No Churn Chocolate Ice Cream
No churn chocolate ice cream uses only 5 ingredients! This homemade ice cream is creamy, rich and the perfect dessert for a hot summer day.
Do you know how easy it is to make homemade ice cream? You only need a few basic ingredients and a freezer. A generous scoop of cocoa powder adds a bittersweet chocolate flavor to this no churn chocolate ice cream.
Why this recipe works: This ice cream uses sweetened condensed milk, which not only makes a super rich and smooth ice cream, but also adds sweetness. The use of fresh whipped cream means that there is no churning required! It also makes a light and creamy texture.
How to make no churn chocolate ice cream
- Whisk together the sweetened condensed milk, half and half and vanilla. Whisk in the cocoa powder until no clumps remain. Set aside.
- Whisk the heavy cream until stiff peaks form. Fold the whipped cream into the cocoa milk mixture.
- Transfer the mixture to a 9×5 loaf pan and freeze for 3 to 5 hours. Scoop and serve.
Topping ideas: If you have extra heavy cream, you can make homemade whipped cream and add it as a topping! I also love Oreo cookies crumbles. Other popular ice cream toppings include hot fudge sauce, chopped nuts, sprinkles and m&m candies.
Use full-fat ingredients (trust me). The fat affects the texture of the ice cream so using low-fat or nonfat cream will simply result in an ice cream that is icy and dull. Go for the good ingredients. After all, ice cream is a treat! Double check your cocoa powder. You want unsweetened cocoa powder that is ideally Dutch-processed for the best flavor.

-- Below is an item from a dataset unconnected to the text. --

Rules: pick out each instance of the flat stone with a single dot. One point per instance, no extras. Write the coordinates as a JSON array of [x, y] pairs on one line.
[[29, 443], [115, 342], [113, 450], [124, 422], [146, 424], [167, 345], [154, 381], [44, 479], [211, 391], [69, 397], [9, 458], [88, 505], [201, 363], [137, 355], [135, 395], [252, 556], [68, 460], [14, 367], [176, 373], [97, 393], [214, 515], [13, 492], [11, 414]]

When making the whipped cream, I find it helpful to use a metal bowl that has been chilled. It gets the whipped cream into a uniform stiffness. Avoid over whipping the cream and be gentle when folding it into the cocoa milk mixture. Once any clumps are gone, stop folding and transfer the mixture to the freezer. After the initial freeze, it really important to keep the ice cream covered so no ice crystals form.
Frequently Asked Questions
Yes, but the texture will be slightly less creamy. Use full fat ingredients for the best flavor and texture.
Yes, as long as it is unsweetened. Dutch processed cocoa powder has the best flavor in my opinion.
No churn homemade ice cream will last 2 weeks in the freezer when covered. After 2 weeks, the texture will get icy and crystals will form.
Yes! Chopped nuts, candy bits or mini chocolate chips would work well.
This happens if the ice cream was exposed to air for too long. For instance, the ice cream was stored uncovered in the freezer after the initial freeze. Air will cause moisture to evaporate leaving ice crystals. This also happens if frozen ice cream melts and then is refrozen.
Hot summer months call for ice cream. Another super easy recipe is this peanut butter banana ice cream (also known as “nice cream”). There is not added sugar and it tastes delicious! If you have an ice cream maker, I suggest trying my homemade strawberry ice cream with fresh strawberries while they are in season. The flavor is out of this world!
Another popular summer dessert is for homemade chipwiches. You can sandwich this no churn chocolate ice cream in between two chocolate chip cookies!
When that ice cream craving hits, you will be happy to have made this no churn chocolate ice cream recipe on hand. There is no churning necessary and the ice cream is just as creamy and flavorful. Just be sure to allow enough time for the ice cream to freeze!
I love the idea of adding this no churn chocolate ice cream to a sundae bar. Get out all the toppings and have an ice cream party! If you do this, definitely tag @ifyougiveablondeakitchen on social media so I can see. If you enjoyed the recipe, remember to tap the stars to leave a review!
No Churn Chocolate Ice Cream
- One can (14 oz) sweetened condensed milk
- 1 Tablespoon pure vanilla extract
- ½ cup (120 ml) half-and-half
- ½ cup (50 g) Dutch processed unsweetened cocoa powder
- 1 ½ cups (360 ml) heavy cream
- In a medium bowl, whisk together the sweetened condensed milk, vanilla and half-and-half until smooth. Stir in cocoa powder until no clumps remain. Set aside.
- In a separate bowl and using a hand mixer, mix heavy cream until stiff peaks form, about 1 to 2 minutes.
- Fold the whipped cream into the bowl of mixed ingredients. Gently stir until no lumps remain and the mixture is smooth.
- Transfer mixture to a 9-inch by 5-inch loaf pan and spread evenly. Freeze uncovered for 3 to 5 hours or overnight. Scoop and serve with chocolate sauce, whipped cream or any other ice cream toppings you enjoy! Cover any leftovers with a layer of plastic wrap or aluminum foil.